A CPMF e o pito de Adib Jatene: ”Rico tem que pagar imposto”

O cirurgião cardiologista e ex-ministro Adib Jatene ganhou notoriedade no debate sobre a CPMF, ao passar um pito no presidente da Fiesp, Paulo Skaf, flagrado pela jornalista Mônica Bergamo. Skaf, à prente da poderosa entidade do capital industrial, está em campanha, pelo fim da CPMF. O cardiologista e ”pai” da CPMF, segundo Mônica, falou alto e de dedo em riste ao empresário: ”No dia em que a riqueza e a herança forem taxadas, nós concordamos com o fim da CPMF. Enquanto vocês não toparem, não concordamos. Os ricos não pagam imposto e por isso o Brasil é tão desigual. Têm que pagar! Os ricos têm que pagar para distribuir renda”, disparou.

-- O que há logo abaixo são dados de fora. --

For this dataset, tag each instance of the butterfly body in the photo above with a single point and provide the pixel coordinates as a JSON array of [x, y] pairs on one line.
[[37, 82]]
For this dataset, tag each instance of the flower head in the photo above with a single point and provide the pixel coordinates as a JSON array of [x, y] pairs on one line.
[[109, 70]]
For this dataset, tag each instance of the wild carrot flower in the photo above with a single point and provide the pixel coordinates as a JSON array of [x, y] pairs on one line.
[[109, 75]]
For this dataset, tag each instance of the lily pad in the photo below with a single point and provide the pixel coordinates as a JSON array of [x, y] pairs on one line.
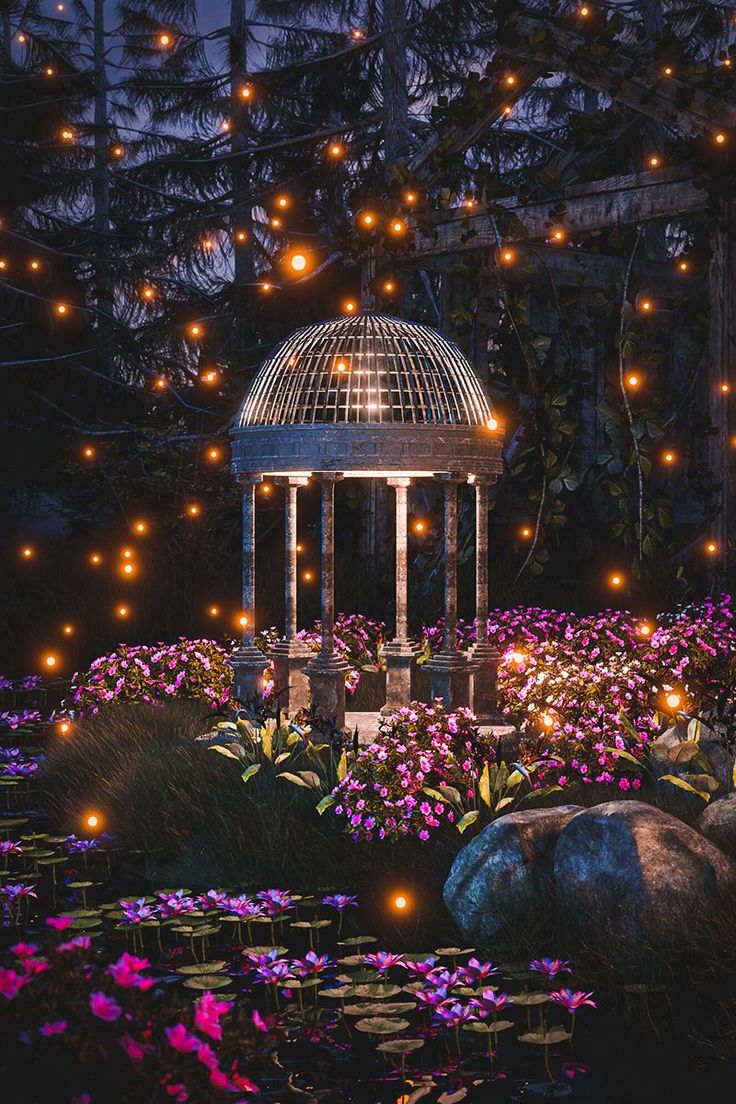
[[400, 1046], [377, 1025], [208, 982]]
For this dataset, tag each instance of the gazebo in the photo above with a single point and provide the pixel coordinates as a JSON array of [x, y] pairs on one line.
[[366, 396]]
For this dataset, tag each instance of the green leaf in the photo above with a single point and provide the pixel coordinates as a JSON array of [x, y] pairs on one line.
[[468, 819]]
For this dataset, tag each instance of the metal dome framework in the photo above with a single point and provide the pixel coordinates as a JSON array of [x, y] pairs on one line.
[[366, 396]]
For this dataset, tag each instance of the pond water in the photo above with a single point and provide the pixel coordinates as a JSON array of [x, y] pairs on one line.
[[308, 1002]]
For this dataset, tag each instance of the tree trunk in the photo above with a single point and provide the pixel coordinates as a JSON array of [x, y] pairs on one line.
[[242, 130], [104, 285]]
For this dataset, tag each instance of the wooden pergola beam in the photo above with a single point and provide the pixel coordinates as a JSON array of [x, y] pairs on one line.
[[575, 268], [627, 78], [622, 200]]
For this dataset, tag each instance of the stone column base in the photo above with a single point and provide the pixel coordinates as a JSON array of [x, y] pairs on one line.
[[290, 683], [327, 682], [248, 664], [483, 683], [401, 658], [449, 679]]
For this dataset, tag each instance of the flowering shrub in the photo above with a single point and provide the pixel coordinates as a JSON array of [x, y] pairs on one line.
[[153, 672], [387, 789]]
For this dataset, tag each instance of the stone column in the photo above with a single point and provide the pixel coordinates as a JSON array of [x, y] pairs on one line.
[[483, 699], [327, 671], [400, 654], [289, 655], [248, 661], [449, 671]]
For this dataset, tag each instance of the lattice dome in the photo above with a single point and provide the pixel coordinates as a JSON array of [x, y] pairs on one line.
[[366, 368]]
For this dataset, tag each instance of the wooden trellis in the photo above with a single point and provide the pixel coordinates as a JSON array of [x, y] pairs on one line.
[[532, 49]]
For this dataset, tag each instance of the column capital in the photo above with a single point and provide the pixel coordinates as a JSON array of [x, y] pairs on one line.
[[290, 480]]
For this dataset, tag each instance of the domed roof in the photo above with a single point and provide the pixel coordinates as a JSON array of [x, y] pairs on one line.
[[365, 368]]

Skaf tenta rebater (sempre conforme a colunista da Folha de S.Paulo): ”Mas, doutor Jatene, a carga no Brasil é muito alta!”. E Jatene: ”Não é, não! É baixa. Têm que pagar mais. Por que vocês não combatem a Cofins (Contribuição para Financiamento da Seguridade Social), que tem alíquota de 9% e arrecada R$ 100 bilhões? A CPMF tem alíquiota de 0,38% e arrecada só R$ 30 bilhões”. Skaf desconversa: ”A Cofins não está em pauta. O que está em discussão é a CPMF”. E Jatene, certeiro: ”É que a CPMF não dá para sonegar!”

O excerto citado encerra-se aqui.